Cette hausse des loyers peut s’expliquer par l’écart entre les loyers subsidiés et les loyers privés mais aussi par la venue de jeunes entrepreneurs voulant bénéficier de la montée en flèche du secteur des technologies numériques.

San Francisco manque d’appartements à prix abordables contrôlés et subsidiés par la ville. Le reste du parc immobilier est soumis à la loi du marché, ce qui explique l’énorme écart entre un loyer abordable (inférieur à 1000 dollars) et le loyer moyen de 3100 dollars pour une seule chambre. Étant donné le nombre croissant de personnes pouvant bénéficier de ces loyers raisonnables, la demande sur le marché de l’immobilier privé s’accroît, entrainant une hausse des prix.

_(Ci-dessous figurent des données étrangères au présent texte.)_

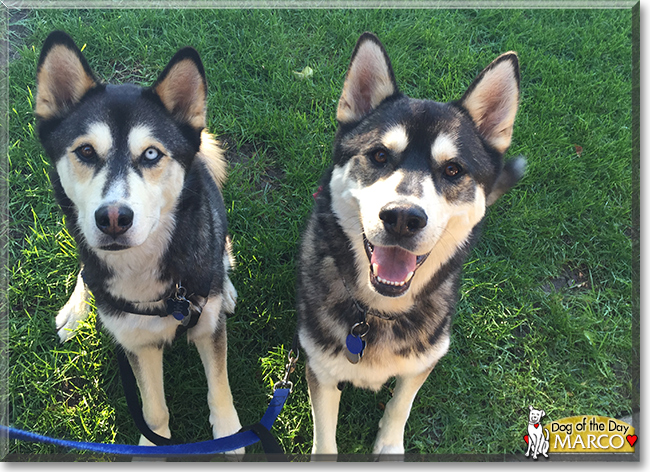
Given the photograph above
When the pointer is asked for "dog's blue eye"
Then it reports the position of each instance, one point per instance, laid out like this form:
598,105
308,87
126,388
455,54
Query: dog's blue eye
86,153
151,155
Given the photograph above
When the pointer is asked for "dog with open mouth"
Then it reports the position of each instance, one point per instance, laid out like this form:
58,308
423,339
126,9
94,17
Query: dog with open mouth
138,178
394,220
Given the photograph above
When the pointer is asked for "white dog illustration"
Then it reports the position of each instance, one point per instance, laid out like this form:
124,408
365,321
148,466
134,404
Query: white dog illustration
536,440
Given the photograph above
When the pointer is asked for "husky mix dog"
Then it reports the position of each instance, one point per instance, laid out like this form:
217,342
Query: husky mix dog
394,220
138,179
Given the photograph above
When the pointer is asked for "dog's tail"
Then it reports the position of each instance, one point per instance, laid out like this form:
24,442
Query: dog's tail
512,172
212,156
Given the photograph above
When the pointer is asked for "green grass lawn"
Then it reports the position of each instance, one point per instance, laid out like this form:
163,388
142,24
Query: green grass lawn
545,311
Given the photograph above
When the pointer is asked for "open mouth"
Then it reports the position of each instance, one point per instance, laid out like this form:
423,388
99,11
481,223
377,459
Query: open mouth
391,268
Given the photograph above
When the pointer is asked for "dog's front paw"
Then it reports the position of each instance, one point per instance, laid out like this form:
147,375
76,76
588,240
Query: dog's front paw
76,309
227,428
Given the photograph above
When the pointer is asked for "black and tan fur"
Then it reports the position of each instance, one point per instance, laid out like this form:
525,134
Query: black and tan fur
138,179
392,226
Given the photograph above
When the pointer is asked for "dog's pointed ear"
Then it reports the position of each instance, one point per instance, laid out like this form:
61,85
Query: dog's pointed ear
493,98
63,76
182,88
368,82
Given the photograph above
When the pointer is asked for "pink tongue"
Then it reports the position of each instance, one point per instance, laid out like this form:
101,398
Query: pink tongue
393,263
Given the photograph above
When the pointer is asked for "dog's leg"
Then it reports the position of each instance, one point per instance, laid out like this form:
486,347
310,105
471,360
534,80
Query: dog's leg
229,296
390,439
324,400
212,347
76,309
147,365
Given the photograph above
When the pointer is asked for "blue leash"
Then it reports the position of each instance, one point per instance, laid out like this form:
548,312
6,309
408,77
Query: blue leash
215,446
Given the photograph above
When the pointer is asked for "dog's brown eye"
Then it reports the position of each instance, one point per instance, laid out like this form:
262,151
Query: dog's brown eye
86,152
380,157
452,170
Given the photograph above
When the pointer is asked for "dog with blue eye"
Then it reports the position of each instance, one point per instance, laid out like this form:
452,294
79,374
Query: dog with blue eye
139,181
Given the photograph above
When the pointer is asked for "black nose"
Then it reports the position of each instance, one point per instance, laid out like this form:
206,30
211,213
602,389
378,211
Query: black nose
113,219
403,220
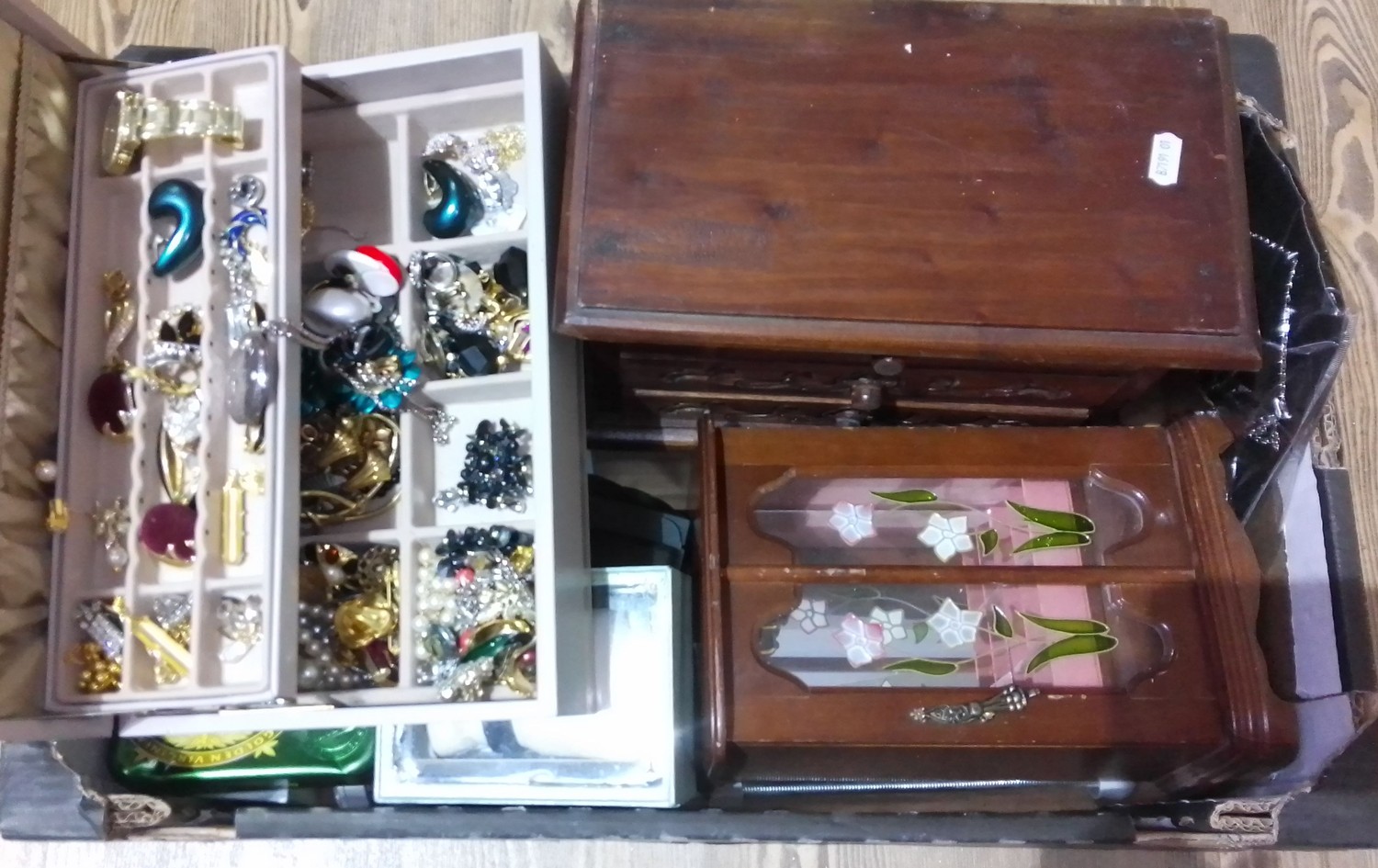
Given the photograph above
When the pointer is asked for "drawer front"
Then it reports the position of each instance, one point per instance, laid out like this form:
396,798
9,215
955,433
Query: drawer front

Le boom technologique responsable de la crise du logement

En outre, on assiste actuellement à un boom des technologies, communément appelée « tech boom 2.0 ». San Francisco, se situant à une soixantaine de kilomètres de la Silicon Valley, berceau du développement informatique et technologique, accueille un nombre croissant de jeunes entrepreneurs qui viennent y tenter leur chance. Ces nouveaux arrivants ont déjà un certain patrimoine financier et appartiennent souvent à une classe sociale privilégiée. Les investisseurs et agences immobilières voient donc là une belle opportunité pour augmenter le prix des habitations.

En 2000, la valeur d’une maison était d’approximativement $875.000. En septembre 2014, on constatait une augmentation de cette valeur de 96%.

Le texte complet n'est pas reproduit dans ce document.